Sonic Cinema

Sounds, Visions and Insights by Brian Skutle

Into the Abyss: A Tale of Death, a Tale of Life

Grade : A Year : 2011 Director : Werner Herzog Running Time : 1hr 47min Genre :
Movie review score
A

The idea of three people being murdered just for a car is, to say the least, stupid. But then again, I guess we live in a country where a woman will pepper spray people to get a damn Xbox on Black Friday. What the Hell is wrong with some people?

While I would love to watch a film where Werner Herzog, the German master of such haunting documentaries as “Grizzly Man” and “Cave of Forgotten Dreams,” takes on that Black Friday mom, for now I’ll settle for “Into the Abyss,” in which he looks at a 2001 triple homicide in Texas that led to two teenagers, Michael Perry and Jason Burkett, being convicted of the crimes. At the time of his interviews, Perry is 8 days away from his execution date, while Burkett is serving a life sentence, with his first chance for parole not until 2041. The guilt of the two men is of no doubt; we are presented with the facts, which all point to Perry and Burkett. What Herzog wants us to consider, though, is the notion of capital punishment and the idea of an “eye for an eye” when it comes to taking a human life.

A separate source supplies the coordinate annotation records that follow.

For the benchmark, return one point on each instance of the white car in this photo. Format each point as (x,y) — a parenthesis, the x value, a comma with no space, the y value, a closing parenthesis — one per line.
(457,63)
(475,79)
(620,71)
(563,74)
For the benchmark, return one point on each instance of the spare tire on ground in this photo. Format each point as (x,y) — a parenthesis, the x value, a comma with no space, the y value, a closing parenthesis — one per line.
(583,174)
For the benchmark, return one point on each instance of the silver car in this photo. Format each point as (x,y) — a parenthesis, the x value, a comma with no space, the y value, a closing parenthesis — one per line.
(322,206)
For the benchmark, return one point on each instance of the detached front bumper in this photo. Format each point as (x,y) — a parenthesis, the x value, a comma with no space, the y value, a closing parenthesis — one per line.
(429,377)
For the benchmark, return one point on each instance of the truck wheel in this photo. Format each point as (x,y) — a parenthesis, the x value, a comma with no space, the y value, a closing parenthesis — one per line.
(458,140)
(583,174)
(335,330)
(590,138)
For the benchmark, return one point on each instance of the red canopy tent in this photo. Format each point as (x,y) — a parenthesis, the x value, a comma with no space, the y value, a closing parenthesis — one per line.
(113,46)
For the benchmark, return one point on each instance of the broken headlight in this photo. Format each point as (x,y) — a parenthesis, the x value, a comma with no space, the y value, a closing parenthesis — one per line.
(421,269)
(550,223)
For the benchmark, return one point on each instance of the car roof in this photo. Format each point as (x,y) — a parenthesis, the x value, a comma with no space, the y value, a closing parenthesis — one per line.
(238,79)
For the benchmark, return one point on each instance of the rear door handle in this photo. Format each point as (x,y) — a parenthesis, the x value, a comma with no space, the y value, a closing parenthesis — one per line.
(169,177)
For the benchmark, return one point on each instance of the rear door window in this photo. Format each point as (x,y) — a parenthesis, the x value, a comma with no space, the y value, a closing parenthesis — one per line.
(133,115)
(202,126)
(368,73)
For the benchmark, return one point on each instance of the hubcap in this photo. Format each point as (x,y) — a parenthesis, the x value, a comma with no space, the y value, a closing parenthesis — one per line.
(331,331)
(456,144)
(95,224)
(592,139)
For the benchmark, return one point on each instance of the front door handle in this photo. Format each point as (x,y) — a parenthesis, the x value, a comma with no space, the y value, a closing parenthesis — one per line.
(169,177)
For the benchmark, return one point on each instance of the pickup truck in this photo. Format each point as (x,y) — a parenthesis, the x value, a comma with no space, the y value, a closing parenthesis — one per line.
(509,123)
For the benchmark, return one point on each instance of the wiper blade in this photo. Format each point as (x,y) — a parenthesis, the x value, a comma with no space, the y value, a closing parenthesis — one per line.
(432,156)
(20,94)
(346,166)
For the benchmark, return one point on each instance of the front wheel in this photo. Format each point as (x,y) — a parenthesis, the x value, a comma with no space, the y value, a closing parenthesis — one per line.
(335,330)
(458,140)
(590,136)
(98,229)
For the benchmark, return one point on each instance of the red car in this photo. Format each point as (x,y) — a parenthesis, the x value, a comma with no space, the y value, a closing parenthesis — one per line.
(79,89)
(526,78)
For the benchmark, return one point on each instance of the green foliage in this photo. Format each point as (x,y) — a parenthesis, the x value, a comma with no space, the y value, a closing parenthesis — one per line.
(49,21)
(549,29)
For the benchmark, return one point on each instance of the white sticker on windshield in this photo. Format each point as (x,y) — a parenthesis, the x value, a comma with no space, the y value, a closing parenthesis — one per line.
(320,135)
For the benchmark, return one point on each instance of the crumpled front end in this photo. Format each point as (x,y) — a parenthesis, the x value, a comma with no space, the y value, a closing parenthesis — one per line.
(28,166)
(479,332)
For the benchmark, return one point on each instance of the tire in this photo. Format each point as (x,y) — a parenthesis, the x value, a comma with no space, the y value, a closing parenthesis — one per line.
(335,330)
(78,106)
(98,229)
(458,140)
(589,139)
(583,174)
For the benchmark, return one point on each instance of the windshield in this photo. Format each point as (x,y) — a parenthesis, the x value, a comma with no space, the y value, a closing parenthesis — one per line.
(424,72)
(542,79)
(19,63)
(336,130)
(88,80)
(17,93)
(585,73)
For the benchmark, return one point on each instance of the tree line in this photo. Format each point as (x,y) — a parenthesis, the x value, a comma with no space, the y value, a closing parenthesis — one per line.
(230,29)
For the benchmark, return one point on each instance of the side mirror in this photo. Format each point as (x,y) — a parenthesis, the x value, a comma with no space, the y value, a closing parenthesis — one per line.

The film begins with a fascinating interview with a preacher in Texas who recalls a story about when he was on a golf course, driving a golf cart, when all of the sudden two squirrels dart in front of him. He puts on the breaks just as the squirrels stop. After a moment, they run off to continue their lives. The preacher’s point with this story is to compare that with the death penalty; he’s been with several prisoners in their last moments, and he laments that they are, too often, not allowed the same second chance.

The preacher, however, is only the first of Herzog’s compelling interviews. We hear from Perry and Burkett, who are accepting of their fates; Burkett’s father, who is in prison for an unrelated crime, and who testified on his son’s behalf at the time of Jason’s sentencing– by taking parental responsibility for his son’s transgressions, Burkett’s father likely saved his son from Perry’s fate; the brother of one of the victims, who also has spent time in jail; the daughter and sister of the other two victims, who shut down after their deaths, and whom doesn’t have a phone, because it’s brought her only bad news over the years; a former warden at the prison in Texas where many of the executions take place, and whom quit after he couldn’t take the emotional toll anymore; and Jason Burkett’s wife, who met him in prison, married him, and now is pregnant, supposedly with Jason’s child.

Unlike his other documentaries, Herzog’s trademark narration is largely missing; instead, he probes and questions his subjects for the sake of getting to the emotions that death, and impending death, bring up for everyone who stands to be affected by state-sanctioned death. It’s a powerful experience, and one of the best films Herzog has ever made, documentary or otherwise. This isn’t a one-sided condemnation of the death penalty, although it’s obvious Herzog disagrees with the practice. By presenting both sides of the debate as emotional choices his subjects must take responsibility for, Herzog means to shake us into questioning the logic of a society that condemns murder while punishing it with another form of murder. Does anyone else see the logical flaw in that?